U.S. officials, for instance, cannot venture into Mexican waters without prior permission and will stop a chase and alert Mexican authorities if suspected boats cross into that territory. Treaties with nations such as Colombia allow U.S. authorities more latitude.
"The land border is a much simpler border to defend. You can put up fences. You can put people out there. But it's a finite area. You know where your land starts and where it ends," Papp said. "When you go out into the maritime, it's huge."
The Coast Guard oversees 95,000 miles (152,800 kilometers) of coastline and 4.5 million square miles (11.66 million sq. kilometers) of maritime territory where the United States has rights.

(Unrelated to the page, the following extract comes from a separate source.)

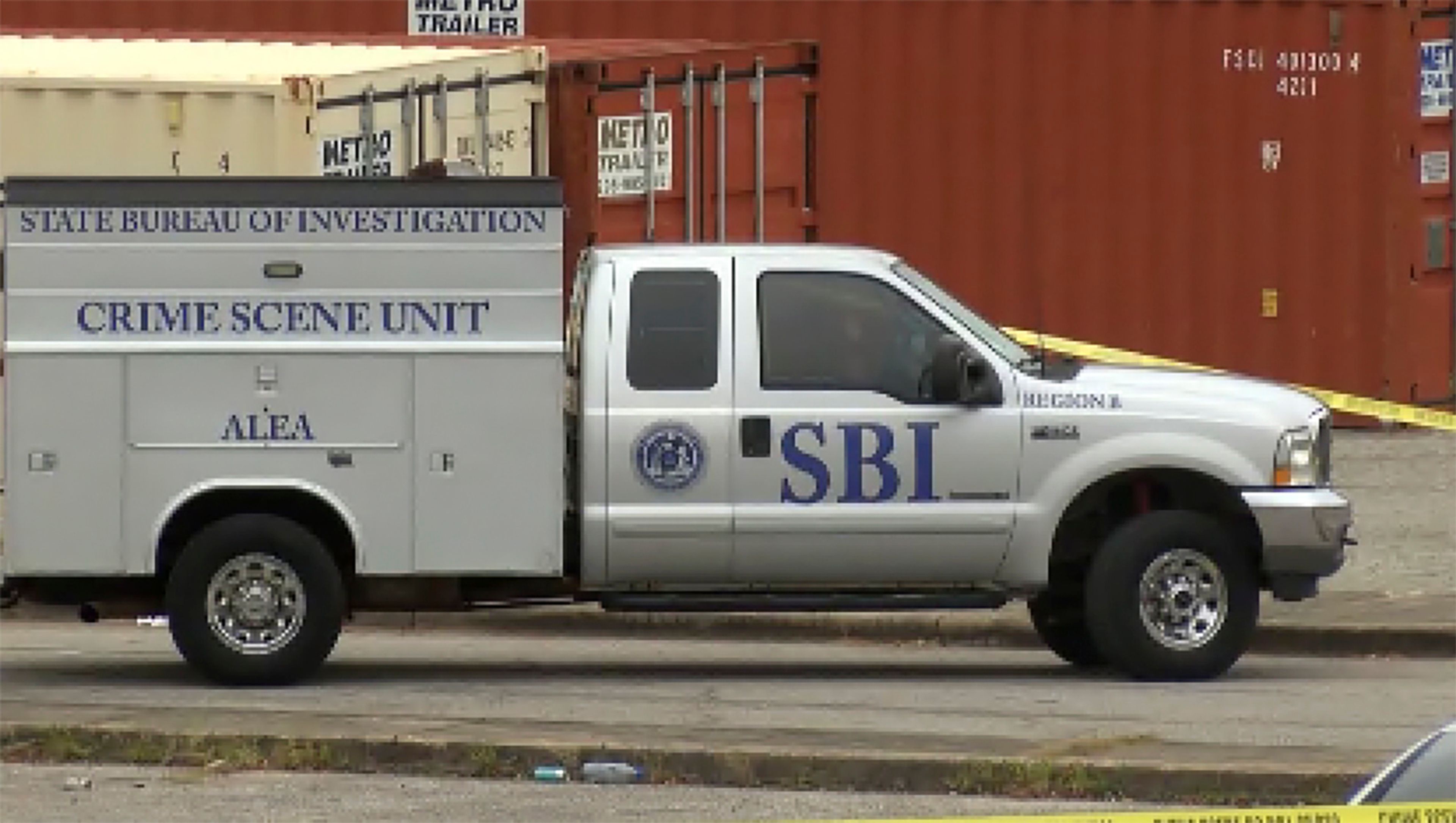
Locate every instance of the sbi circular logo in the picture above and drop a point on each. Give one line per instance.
(670, 457)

Off California, smuggling vessels are typically spotted by planes from the Coast Guard or a federal agency, such as Customs and Border Protection, California National Guard or the Department of Defense. Coast Guard or CBP boats are then called to board suspicious vessels.
CBP is prohibited from firing on boats off the U.S. coast unless the pursuit begins within 12 miles (20 kilometers) of shore. The Coast Guard has no such constraints.
The Sinaloa cartel has been loading marijuana bales onto vessels as far south as the Mexican port of Mazatlan and running them up northern Baja California after taking control of that state's coastal territory, said Michael Carney, U.S. Immigration and Customs Enforcement's assistant special agent in charge of investigations in San Diego.
Smugglers driving three-engine boats have been landing along remote coasts of Northern California. Support vessels carry fuel and supplies to go longer distances, and smugglers transfer loads onto U.S.-owned pleasure craft, believing they are less likely to raise suspicion than a foreign boat.
Papp, speaking at a defense conference this month in San Diego, said that the Coast Guard's resources to patrol the high seas and intercept threats are "woefully inadequate at this point."
Its aging fleet of larger cutters is being replaced with faster, more capable National Security Cutters, but the number of high endurance cutters best suited for the high seas has dropped from a total of twelve to eight and will remain that way. The service's operating budget will return to 2012 levels this year, but future years are uncertain.
Meanwhile, demands for the Coast Guard's 240 cutters, some 1,775 boats, and about 200 aircraft are expanding with the warming arctic and its emerging fisheries, cruise ship routes and commercial traffic.